While non-disabled designers and librarians do their best to make library experiences accessible, students with disability hold the key to success. The idea of co-design is not new in building design. However, libraries are both a building and a service. This is the issue tackled in a research study where students showed how to implement accessibility and universal design.
The level of accessibility for students with disability has improved, but it is still not enough. Restrictive rules, lack of adapted communications systems and unsuitable signage are part of the problem. Students with disability should be involved from the outset when a new product or system is introduced – it’s a universal design approach.
The article on the research study found three main ideas: communication, service and usage. The researchers said that if they learned one thing, it was the importance of giving a voice to students with disability. Also, mutual learning and knowledge sharing was found to build good relationships between staff and students.

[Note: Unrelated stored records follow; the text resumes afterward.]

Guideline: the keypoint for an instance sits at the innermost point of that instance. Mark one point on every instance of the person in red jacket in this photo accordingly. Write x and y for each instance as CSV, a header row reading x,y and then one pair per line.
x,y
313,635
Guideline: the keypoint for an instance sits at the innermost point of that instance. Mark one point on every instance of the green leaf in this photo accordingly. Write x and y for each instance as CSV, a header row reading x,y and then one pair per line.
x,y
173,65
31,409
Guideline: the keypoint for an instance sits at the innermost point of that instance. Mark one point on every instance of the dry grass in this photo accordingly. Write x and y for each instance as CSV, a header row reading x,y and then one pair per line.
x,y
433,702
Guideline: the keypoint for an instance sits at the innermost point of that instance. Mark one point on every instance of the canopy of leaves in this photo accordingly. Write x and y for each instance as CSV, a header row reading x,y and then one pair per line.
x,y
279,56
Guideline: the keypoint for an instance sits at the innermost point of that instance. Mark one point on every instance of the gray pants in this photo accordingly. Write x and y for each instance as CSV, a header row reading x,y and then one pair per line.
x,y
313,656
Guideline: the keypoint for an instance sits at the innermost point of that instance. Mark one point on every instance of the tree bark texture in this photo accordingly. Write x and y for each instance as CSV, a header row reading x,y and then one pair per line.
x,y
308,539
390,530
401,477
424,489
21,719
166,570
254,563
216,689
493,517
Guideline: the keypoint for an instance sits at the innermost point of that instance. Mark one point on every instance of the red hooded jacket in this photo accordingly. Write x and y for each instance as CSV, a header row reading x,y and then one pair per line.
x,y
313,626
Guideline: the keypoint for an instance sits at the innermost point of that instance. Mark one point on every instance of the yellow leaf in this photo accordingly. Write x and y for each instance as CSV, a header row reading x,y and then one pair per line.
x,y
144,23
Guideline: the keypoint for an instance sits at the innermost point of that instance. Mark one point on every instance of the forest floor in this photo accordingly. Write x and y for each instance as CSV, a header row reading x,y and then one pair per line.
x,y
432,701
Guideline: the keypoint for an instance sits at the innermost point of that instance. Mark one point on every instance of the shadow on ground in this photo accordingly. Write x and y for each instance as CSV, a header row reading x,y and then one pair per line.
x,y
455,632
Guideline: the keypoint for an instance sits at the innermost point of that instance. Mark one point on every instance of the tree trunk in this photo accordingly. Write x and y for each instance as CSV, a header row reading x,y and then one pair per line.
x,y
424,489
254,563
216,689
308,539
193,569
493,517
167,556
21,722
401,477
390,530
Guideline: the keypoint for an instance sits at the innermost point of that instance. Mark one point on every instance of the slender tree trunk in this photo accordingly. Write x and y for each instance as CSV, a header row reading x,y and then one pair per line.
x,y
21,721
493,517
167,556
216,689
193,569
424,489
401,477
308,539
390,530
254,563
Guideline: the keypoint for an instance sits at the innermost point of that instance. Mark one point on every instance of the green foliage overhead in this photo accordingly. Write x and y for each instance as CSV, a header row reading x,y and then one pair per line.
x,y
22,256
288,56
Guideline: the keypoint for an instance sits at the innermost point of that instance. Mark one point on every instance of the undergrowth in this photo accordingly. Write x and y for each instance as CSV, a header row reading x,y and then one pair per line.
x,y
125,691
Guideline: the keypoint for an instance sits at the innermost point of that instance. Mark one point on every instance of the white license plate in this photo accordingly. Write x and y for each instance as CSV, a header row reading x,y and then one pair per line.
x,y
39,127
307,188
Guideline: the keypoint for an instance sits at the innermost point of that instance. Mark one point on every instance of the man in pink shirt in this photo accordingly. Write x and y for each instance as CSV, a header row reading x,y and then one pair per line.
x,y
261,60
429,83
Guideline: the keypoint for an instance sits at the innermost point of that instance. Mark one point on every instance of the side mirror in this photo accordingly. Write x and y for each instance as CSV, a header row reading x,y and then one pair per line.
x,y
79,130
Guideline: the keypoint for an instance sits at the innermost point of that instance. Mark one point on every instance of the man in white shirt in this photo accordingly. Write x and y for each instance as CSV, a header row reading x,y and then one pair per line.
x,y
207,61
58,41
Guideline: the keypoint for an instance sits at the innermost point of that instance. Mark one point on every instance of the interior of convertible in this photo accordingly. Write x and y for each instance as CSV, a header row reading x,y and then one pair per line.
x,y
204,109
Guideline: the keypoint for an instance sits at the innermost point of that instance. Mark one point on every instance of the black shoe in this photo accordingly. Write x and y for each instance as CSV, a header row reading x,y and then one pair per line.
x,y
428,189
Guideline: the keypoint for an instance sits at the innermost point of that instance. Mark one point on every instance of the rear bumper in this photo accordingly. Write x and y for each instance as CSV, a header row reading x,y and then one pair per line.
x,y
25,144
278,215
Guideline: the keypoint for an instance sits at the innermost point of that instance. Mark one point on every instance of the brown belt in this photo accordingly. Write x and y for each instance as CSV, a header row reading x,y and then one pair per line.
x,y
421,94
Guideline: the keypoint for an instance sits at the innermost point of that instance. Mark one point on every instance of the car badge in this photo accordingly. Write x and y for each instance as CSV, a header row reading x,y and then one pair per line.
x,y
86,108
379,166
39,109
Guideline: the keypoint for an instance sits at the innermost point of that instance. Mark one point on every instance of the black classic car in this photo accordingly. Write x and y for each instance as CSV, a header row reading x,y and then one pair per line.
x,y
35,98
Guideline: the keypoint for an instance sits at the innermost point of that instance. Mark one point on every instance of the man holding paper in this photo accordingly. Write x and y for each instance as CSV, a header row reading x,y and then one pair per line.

Although librarians generally display an inclusive management style, barriers to students with disabilities remain widespread. Against this backdrop, a collaborative research project called Inclusive Library was launched in 2019 in Catalonia, Spain. This study empirically tests how involving students with disabilities in the experience design process can lead to new improvements in users’ library experience. A mix of qualitative techniques, namely focus groups, ethnographic techniques and post-experience surveys, were used to gain insights from the 20 libraries and 20 students with disabilities collaborating in the project. Based on the participants’ voices and follow-up experiences, the study makes several suggestions on how libraries can improve their accessibility. Results indicate that ensuring proper resource allocation for accessibility improves students with disabilities’ library experience. Recommendations for library managers are also provided.